Von Doris Keller – Waiblingen. Dem Vortrag „Pulverfass Türkei – der Weg Erdogans in die Diktatur“ des Vorsitzenden der türkischen Gemeinde in Deutschland Gökay Sofuoglu beim DGB Kreisverband Rems-Murr verfolgten die ZuhörerInnen mit großem Interesse. Das zeigte sich am Mittwoch, 29. März, auch in der anschließenden Diskussion, die die DGB-Kreisvorsitzende Christa Walz moderierte. Dabei gab es teilweise unterschiedliche Positionen. Doch alle waren sich einig in der Botschaft Hayir. Also im Nein beim Referendum.

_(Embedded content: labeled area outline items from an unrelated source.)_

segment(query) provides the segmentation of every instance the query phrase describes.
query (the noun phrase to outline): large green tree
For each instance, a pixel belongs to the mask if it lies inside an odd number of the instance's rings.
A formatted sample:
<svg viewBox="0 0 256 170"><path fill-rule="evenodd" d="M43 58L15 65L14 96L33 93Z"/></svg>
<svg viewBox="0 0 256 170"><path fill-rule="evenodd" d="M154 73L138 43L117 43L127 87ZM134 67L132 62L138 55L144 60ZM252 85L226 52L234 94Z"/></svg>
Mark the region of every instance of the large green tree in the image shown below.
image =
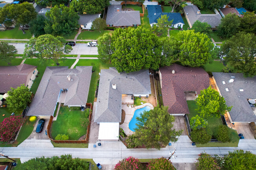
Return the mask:
<svg viewBox="0 0 256 170"><path fill-rule="evenodd" d="M37 4L43 7L53 6L60 4L68 4L69 0L35 0Z"/></svg>
<svg viewBox="0 0 256 170"><path fill-rule="evenodd" d="M130 72L159 67L161 47L158 37L148 29L121 28L112 37L111 62L119 72Z"/></svg>
<svg viewBox="0 0 256 170"><path fill-rule="evenodd" d="M229 38L238 32L241 21L235 13L230 13L221 20L218 34L223 38Z"/></svg>
<svg viewBox="0 0 256 170"><path fill-rule="evenodd" d="M9 45L7 42L0 41L0 60L2 61L10 62L17 52L14 46Z"/></svg>
<svg viewBox="0 0 256 170"><path fill-rule="evenodd" d="M30 22L30 31L36 37L45 34L44 29L45 21L45 18L43 16L38 15Z"/></svg>
<svg viewBox="0 0 256 170"><path fill-rule="evenodd" d="M228 153L224 158L224 167L230 170L256 169L256 155L250 152L240 150Z"/></svg>
<svg viewBox="0 0 256 170"><path fill-rule="evenodd" d="M184 64L198 67L209 63L215 57L214 46L204 34L193 30L180 31L178 36L182 42L180 47L180 60Z"/></svg>
<svg viewBox="0 0 256 170"><path fill-rule="evenodd" d="M9 96L6 98L6 103L9 110L17 114L21 113L30 102L30 90L23 84L16 89L11 88L7 93Z"/></svg>
<svg viewBox="0 0 256 170"><path fill-rule="evenodd" d="M59 157L36 157L15 167L16 170L84 170L89 169L89 164L78 158L73 159L71 155Z"/></svg>
<svg viewBox="0 0 256 170"><path fill-rule="evenodd" d="M63 52L68 53L72 49L71 46L63 45L65 42L66 40L63 37L55 37L48 34L37 38L32 38L25 45L23 58L35 57L41 62L50 59L58 66L59 60L64 59L61 57L61 55Z"/></svg>
<svg viewBox="0 0 256 170"><path fill-rule="evenodd" d="M204 0L204 6L212 10L223 7L229 3L229 0Z"/></svg>
<svg viewBox="0 0 256 170"><path fill-rule="evenodd" d="M136 119L137 127L134 134L137 146L144 144L148 148L154 147L160 150L170 141L176 142L182 132L173 129L175 118L170 115L167 106L158 106Z"/></svg>
<svg viewBox="0 0 256 170"><path fill-rule="evenodd" d="M210 86L206 89L201 90L200 94L195 99L196 110L201 117L220 117L226 111L230 111L232 107L226 105L224 98L220 95L217 91Z"/></svg>
<svg viewBox="0 0 256 170"><path fill-rule="evenodd" d="M211 29L211 26L207 22L201 22L197 20L194 23L191 29L195 30L195 33L200 33L205 34L210 37L210 34L212 32Z"/></svg>
<svg viewBox="0 0 256 170"><path fill-rule="evenodd" d="M45 31L46 34L69 35L79 27L79 16L73 7L56 5L47 12L45 16Z"/></svg>
<svg viewBox="0 0 256 170"><path fill-rule="evenodd" d="M109 0L78 0L72 1L70 5L81 14L93 14L101 13L109 4Z"/></svg>
<svg viewBox="0 0 256 170"><path fill-rule="evenodd" d="M19 4L8 4L0 8L0 23L7 26L15 25L20 27L25 34L23 26L28 24L37 15L32 4L28 2Z"/></svg>
<svg viewBox="0 0 256 170"><path fill-rule="evenodd" d="M161 39L162 53L160 66L169 66L177 60L179 54L180 42L173 37L164 37Z"/></svg>
<svg viewBox="0 0 256 170"><path fill-rule="evenodd" d="M98 39L98 58L101 62L106 62L110 60L113 51L111 49L111 36L105 33Z"/></svg>
<svg viewBox="0 0 256 170"><path fill-rule="evenodd" d="M225 60L245 77L256 75L256 37L240 32L223 44Z"/></svg>

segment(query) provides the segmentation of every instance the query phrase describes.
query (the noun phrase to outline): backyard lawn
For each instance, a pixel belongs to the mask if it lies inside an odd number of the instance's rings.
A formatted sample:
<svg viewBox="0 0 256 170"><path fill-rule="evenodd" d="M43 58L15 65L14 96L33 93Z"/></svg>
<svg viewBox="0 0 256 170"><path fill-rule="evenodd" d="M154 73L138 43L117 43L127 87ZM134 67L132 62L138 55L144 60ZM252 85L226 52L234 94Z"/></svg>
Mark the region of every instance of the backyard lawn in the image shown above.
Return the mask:
<svg viewBox="0 0 256 170"><path fill-rule="evenodd" d="M78 37L77 37L78 40L96 40L98 38L103 35L103 34L107 33L110 35L113 32L112 30L104 30L102 31L101 32L99 32L97 31L85 31L81 33Z"/></svg>
<svg viewBox="0 0 256 170"><path fill-rule="evenodd" d="M79 60L76 66L93 66L95 67L95 71L91 75L89 92L87 99L87 103L93 103L95 98L95 92L97 87L98 79L100 77L99 73L101 69L108 69L109 67L113 67L113 66L112 64L109 62L102 64L98 60L95 59Z"/></svg>
<svg viewBox="0 0 256 170"><path fill-rule="evenodd" d="M81 119L86 118L85 112L70 112L69 108L63 104L59 109L57 121L52 123L52 137L54 139L58 134L63 134L68 135L69 140L78 140L80 137L86 134L87 128L81 125Z"/></svg>
<svg viewBox="0 0 256 170"><path fill-rule="evenodd" d="M19 27L16 27L10 30L0 31L0 38L10 39L30 39L32 35L30 31L25 30L26 34L23 34L21 30L19 30Z"/></svg>
<svg viewBox="0 0 256 170"><path fill-rule="evenodd" d="M126 5L125 6L125 5L123 5L122 6L122 9L124 8L132 8L134 10L134 11L139 11L139 13L143 13L143 11L142 10L142 7L141 6L139 6L135 5Z"/></svg>
<svg viewBox="0 0 256 170"><path fill-rule="evenodd" d="M70 68L75 61L75 59L67 59L63 61L60 60L59 63L60 64L59 66L68 66L69 68ZM45 70L46 68L46 66L57 66L56 63L52 60L48 60L43 63L40 63L38 60L36 58L27 59L25 61L24 63L33 66L37 66L37 69L38 71L40 72L37 75L38 77L36 77L34 80L34 82L30 89L30 91L32 91L34 94L35 94L35 92L37 90L38 86L39 86L39 83L41 81L43 75L44 74Z"/></svg>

Der Ortsvorsitzende des DGB Fellbach Dieter Keller stellte den Referenten vor: Gökay Sofuoglu, Bundes- und Landesvorsitzender der türkischen Gemeinde in Deutschland und Baden-Württemberg. Die türkische Gemeinde bestehe aus 260 Verbänden mit zirka 60 000 Mitgliedern. Derem einstimmigen Beschluss, gegen die Verfassungsänderung zu stimmen, könne er und der DGB Rems-Murr sich nur anschließen, sagte Dieter Keller.
Nur ein Nein beim Referendum kann die Diktatur stoppen
In dem Titel der Veranstaltung „Pulverfass Türkei – Erdogans Weg in die Diktatur“ liege einerseits viel Sprengkraft, und andererseits zeige er auf, „dass Erdogans Weg in die Diktatur irgendwann mal angefangen hat“. Er hoffe, dass dieser Weg in die Diktatur durch ein Nein beim Referendum gestoppt und beendet wird, wenn sich Erdogan überhaupt noch aufhalten lässt.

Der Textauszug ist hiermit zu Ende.